Einige Tage vor der Orientierungsdebatte Mitte April im Bundestag hatte der Berufsverband niedergelassener Pränatalmediziner (BVNP) zu einem Runden Tisch geladen, um über die anstehende Kassenzulassung des Bluttests auf die Trisomien 13, 18 und 21 zu diskutieren. 60 Vertreter*innen der verschiedenen, medizinischen Fachgesellschaften und Berufsverbände, Kirchen, Sozialverbände und Träger von Schwangerschaftskonfliktberatungsstellen, Selbsthilfegruppen und kritische Organisationen (darunter das GeN) tauschten sich über ihre jeweiligen Bedenken aus. Die Problem­analysen und Lösungsansätze waren dabei durchaus kontrovers bis gegensätzlich: Das Problem vieler Mediziner*innen mit dem Test schien eher zu sein, dass mit ihm nur wenige genetische Konstellationen gefunden werden können und eine Kassenfinanzierung des NIPT dazu führen könnte, dass andere Beeinträchtigungen des Fötus übersehen würden, während zivilgesellschaftliche Akteure die Ausdehnung der Diagnostik, einen zunehmenden Druck auf Schwangere und negative Folgen für Menschen mit Beeinträchtigungen in den Mittelpunkt stellten.

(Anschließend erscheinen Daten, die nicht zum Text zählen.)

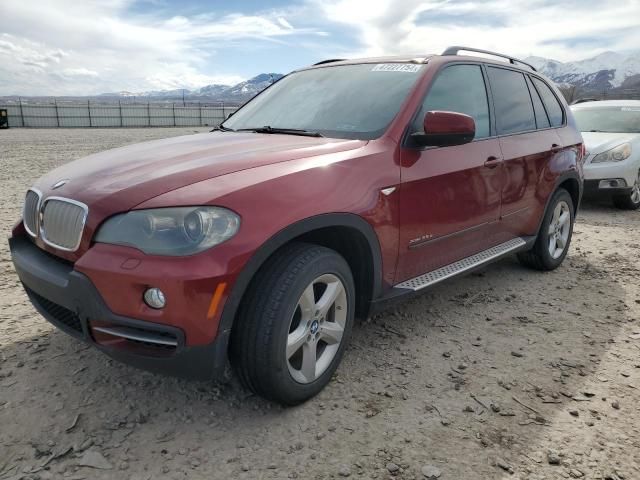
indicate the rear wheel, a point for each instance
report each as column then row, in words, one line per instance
column 294, row 324
column 630, row 201
column 554, row 236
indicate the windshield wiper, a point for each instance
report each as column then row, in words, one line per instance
column 220, row 128
column 284, row 131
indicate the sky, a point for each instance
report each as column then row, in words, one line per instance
column 84, row 47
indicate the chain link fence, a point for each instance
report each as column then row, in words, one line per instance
column 94, row 114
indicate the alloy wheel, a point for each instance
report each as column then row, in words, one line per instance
column 316, row 328
column 559, row 229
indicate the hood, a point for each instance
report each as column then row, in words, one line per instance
column 118, row 180
column 598, row 142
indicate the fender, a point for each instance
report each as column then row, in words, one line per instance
column 568, row 175
column 286, row 235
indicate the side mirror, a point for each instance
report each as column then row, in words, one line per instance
column 444, row 129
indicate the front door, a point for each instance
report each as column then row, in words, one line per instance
column 450, row 196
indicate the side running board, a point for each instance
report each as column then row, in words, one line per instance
column 461, row 266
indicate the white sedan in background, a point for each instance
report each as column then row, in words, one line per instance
column 611, row 132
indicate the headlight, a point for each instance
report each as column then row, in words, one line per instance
column 617, row 154
column 170, row 231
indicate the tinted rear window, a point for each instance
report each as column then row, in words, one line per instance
column 514, row 111
column 556, row 114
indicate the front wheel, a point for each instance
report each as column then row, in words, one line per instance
column 294, row 324
column 554, row 236
column 630, row 201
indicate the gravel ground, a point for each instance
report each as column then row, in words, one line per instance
column 506, row 373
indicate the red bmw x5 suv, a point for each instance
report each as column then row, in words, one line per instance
column 340, row 187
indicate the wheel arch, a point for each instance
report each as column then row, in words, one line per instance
column 348, row 234
column 571, row 182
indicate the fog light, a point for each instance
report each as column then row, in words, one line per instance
column 154, row 298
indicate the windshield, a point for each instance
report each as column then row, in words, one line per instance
column 608, row 119
column 347, row 101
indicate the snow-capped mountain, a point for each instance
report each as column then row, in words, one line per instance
column 605, row 71
column 239, row 93
column 252, row 86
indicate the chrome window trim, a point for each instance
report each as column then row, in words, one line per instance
column 43, row 234
column 38, row 207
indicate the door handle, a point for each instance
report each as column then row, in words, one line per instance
column 492, row 162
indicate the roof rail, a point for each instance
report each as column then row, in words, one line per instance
column 331, row 60
column 512, row 60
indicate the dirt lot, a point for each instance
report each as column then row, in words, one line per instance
column 507, row 373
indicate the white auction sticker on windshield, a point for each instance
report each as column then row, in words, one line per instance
column 396, row 67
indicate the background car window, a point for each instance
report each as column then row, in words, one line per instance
column 514, row 110
column 608, row 119
column 542, row 121
column 461, row 89
column 556, row 114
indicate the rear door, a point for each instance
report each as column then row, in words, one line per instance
column 528, row 142
column 450, row 196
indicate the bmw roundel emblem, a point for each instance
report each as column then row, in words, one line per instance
column 59, row 183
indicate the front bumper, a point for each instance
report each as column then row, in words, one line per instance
column 626, row 170
column 594, row 188
column 70, row 301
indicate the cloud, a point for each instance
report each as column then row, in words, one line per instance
column 80, row 48
column 70, row 47
column 519, row 27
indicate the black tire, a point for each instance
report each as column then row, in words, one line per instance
column 631, row 200
column 540, row 257
column 259, row 335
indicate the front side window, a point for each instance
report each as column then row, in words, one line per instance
column 514, row 110
column 556, row 114
column 608, row 119
column 341, row 101
column 461, row 89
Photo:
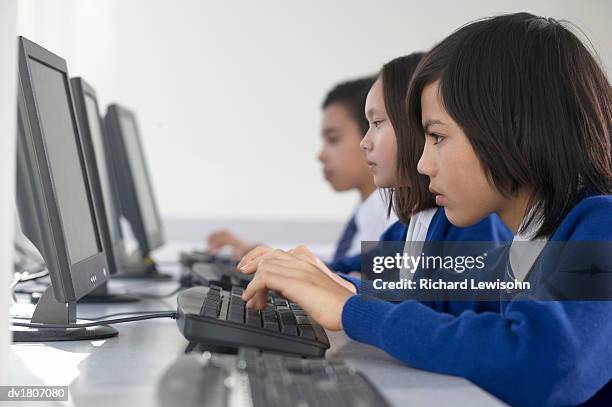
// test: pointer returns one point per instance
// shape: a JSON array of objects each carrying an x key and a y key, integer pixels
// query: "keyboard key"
[
  {"x": 306, "y": 331},
  {"x": 224, "y": 309},
  {"x": 280, "y": 302},
  {"x": 287, "y": 322},
  {"x": 253, "y": 318}
]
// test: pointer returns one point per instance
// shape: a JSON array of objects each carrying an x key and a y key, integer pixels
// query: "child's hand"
[
  {"x": 299, "y": 281},
  {"x": 302, "y": 252},
  {"x": 248, "y": 264}
]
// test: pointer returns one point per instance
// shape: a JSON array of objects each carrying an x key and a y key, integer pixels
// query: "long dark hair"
[
  {"x": 412, "y": 193},
  {"x": 534, "y": 104}
]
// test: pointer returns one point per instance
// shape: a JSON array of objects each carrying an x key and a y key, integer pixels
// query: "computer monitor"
[
  {"x": 60, "y": 209},
  {"x": 97, "y": 159},
  {"x": 136, "y": 195}
]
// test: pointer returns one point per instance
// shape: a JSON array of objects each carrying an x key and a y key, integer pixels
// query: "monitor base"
[{"x": 21, "y": 334}]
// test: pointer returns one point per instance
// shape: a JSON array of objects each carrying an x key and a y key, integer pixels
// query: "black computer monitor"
[
  {"x": 136, "y": 195},
  {"x": 60, "y": 210}
]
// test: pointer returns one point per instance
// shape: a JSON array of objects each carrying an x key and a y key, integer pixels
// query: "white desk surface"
[{"x": 126, "y": 370}]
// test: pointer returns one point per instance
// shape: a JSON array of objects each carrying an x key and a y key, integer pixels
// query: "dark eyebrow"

Da aber niemand der Anwesenden mit dem Entwurf des G-BA zufrieden war, konnten sich die Beteiligten auf eine gemeinsame kurze Erklärung einigen, die die Forderung nach einem Moratorium für den G-BA-Prozess enthält:

Erklärung des Runden Tisches „NIPT als Kassenleistung“

„Der aktuell vorliegende Beschlussentwurf des G-BA und der Entwurf zu den tragenden Gründen ist grundlegend überarbeitungsbedürftig: Beispielhaft wichtige Punkte sind die Definition der medizinischen Notwendigkeit und die Aktualisierung der Daten zur Testqualität des NIPT, das Fehlen anderer, im Rahmen der Pränataldiagnostik angewendeten Untersuchungsverfahren und der Bezug zu gesellschaftlichen Kontexten. Gleiches gilt für das Verständnis des Begriffs der Risikoschwangerschaft.

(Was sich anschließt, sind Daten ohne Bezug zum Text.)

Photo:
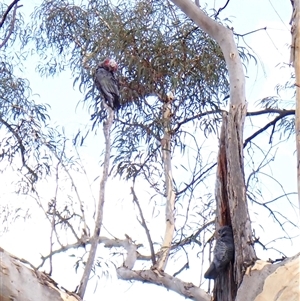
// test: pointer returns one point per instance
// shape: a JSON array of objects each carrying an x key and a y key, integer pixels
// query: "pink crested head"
[{"x": 110, "y": 64}]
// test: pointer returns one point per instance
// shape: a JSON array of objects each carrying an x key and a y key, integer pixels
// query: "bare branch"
[
  {"x": 282, "y": 114},
  {"x": 98, "y": 223},
  {"x": 9, "y": 8},
  {"x": 22, "y": 148},
  {"x": 185, "y": 289},
  {"x": 169, "y": 186},
  {"x": 222, "y": 8},
  {"x": 143, "y": 223}
]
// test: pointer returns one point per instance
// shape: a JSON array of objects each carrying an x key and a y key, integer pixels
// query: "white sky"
[{"x": 270, "y": 46}]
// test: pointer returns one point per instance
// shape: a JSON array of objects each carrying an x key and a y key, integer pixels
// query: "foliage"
[{"x": 159, "y": 51}]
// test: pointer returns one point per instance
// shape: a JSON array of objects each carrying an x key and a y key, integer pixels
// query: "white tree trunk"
[{"x": 18, "y": 282}]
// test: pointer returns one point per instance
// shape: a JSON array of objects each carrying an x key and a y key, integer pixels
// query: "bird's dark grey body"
[
  {"x": 107, "y": 84},
  {"x": 223, "y": 253}
]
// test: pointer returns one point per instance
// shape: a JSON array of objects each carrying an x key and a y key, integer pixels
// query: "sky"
[{"x": 271, "y": 46}]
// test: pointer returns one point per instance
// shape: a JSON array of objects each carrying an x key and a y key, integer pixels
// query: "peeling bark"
[
  {"x": 267, "y": 281},
  {"x": 170, "y": 194},
  {"x": 295, "y": 60},
  {"x": 230, "y": 187},
  {"x": 98, "y": 223}
]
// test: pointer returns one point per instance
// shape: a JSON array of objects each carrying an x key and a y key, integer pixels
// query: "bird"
[
  {"x": 223, "y": 253},
  {"x": 106, "y": 82}
]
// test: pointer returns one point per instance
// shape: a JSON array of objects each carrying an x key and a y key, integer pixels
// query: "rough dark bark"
[{"x": 230, "y": 190}]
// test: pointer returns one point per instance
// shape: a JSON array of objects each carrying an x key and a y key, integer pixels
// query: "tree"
[{"x": 170, "y": 88}]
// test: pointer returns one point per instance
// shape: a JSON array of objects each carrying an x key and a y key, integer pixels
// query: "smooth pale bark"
[
  {"x": 18, "y": 282},
  {"x": 163, "y": 255},
  {"x": 295, "y": 59},
  {"x": 232, "y": 208},
  {"x": 98, "y": 223}
]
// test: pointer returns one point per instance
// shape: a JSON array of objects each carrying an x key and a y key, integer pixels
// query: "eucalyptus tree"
[{"x": 174, "y": 85}]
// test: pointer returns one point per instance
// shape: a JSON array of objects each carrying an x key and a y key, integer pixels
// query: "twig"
[
  {"x": 271, "y": 123},
  {"x": 11, "y": 27},
  {"x": 22, "y": 147},
  {"x": 9, "y": 8}
]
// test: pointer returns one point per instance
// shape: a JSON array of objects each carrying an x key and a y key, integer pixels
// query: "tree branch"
[
  {"x": 169, "y": 188},
  {"x": 222, "y": 8},
  {"x": 9, "y": 8},
  {"x": 144, "y": 225},
  {"x": 98, "y": 223},
  {"x": 282, "y": 114}
]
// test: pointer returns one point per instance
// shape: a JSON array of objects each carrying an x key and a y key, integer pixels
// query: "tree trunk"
[
  {"x": 295, "y": 60},
  {"x": 232, "y": 208},
  {"x": 18, "y": 282}
]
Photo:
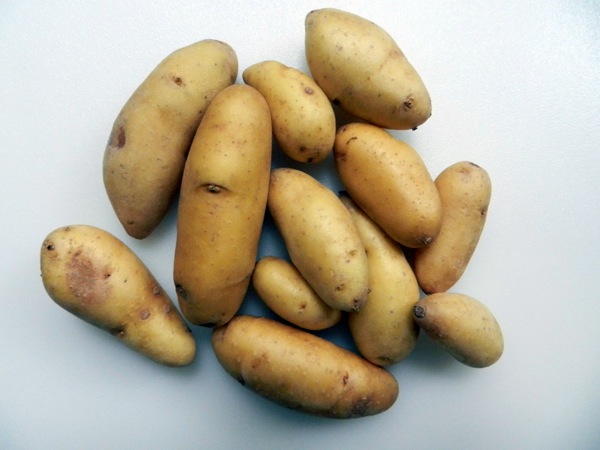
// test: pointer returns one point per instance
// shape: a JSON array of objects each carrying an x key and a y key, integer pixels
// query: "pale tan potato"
[
  {"x": 463, "y": 326},
  {"x": 302, "y": 371},
  {"x": 150, "y": 138},
  {"x": 361, "y": 68},
  {"x": 389, "y": 181},
  {"x": 384, "y": 330},
  {"x": 303, "y": 118},
  {"x": 93, "y": 275},
  {"x": 222, "y": 206},
  {"x": 283, "y": 289},
  {"x": 465, "y": 191},
  {"x": 320, "y": 237}
]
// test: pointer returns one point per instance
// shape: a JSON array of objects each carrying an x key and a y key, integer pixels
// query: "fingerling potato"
[
  {"x": 150, "y": 138},
  {"x": 222, "y": 206},
  {"x": 302, "y": 371},
  {"x": 93, "y": 275}
]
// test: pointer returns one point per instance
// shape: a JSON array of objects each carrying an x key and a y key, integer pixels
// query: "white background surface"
[{"x": 515, "y": 88}]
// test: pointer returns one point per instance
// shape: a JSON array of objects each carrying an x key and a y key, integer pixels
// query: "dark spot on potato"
[
  {"x": 118, "y": 332},
  {"x": 118, "y": 139},
  {"x": 213, "y": 188},
  {"x": 360, "y": 408},
  {"x": 419, "y": 311},
  {"x": 178, "y": 81},
  {"x": 345, "y": 378},
  {"x": 85, "y": 280},
  {"x": 180, "y": 291}
]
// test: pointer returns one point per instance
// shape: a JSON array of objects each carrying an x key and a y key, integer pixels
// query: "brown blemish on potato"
[
  {"x": 85, "y": 280},
  {"x": 118, "y": 332},
  {"x": 419, "y": 311},
  {"x": 181, "y": 291},
  {"x": 178, "y": 80},
  {"x": 361, "y": 406},
  {"x": 118, "y": 138}
]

Im Sinne einer sinnvollen, sachgerechten und nachhaltigen Lösung zur Versorgung von Schwangeren fordern die unterzeichnenden Teilnehmerinnen und Teilnehmer ein Moratorium hinsichtlich des aktuellen G-BA-Methodenbewertungsverfahrens.“

 

Fußnoten:

(1) Kohlschmidt, Nicolai et al. (08.04.2019): Runder Tisch „NIPT als Kassenleistung“. Online: www.gen-ethisches-netzwerk.de/node/3912 und www.bvnp.de [letzter Zugriff: 02.05.2019].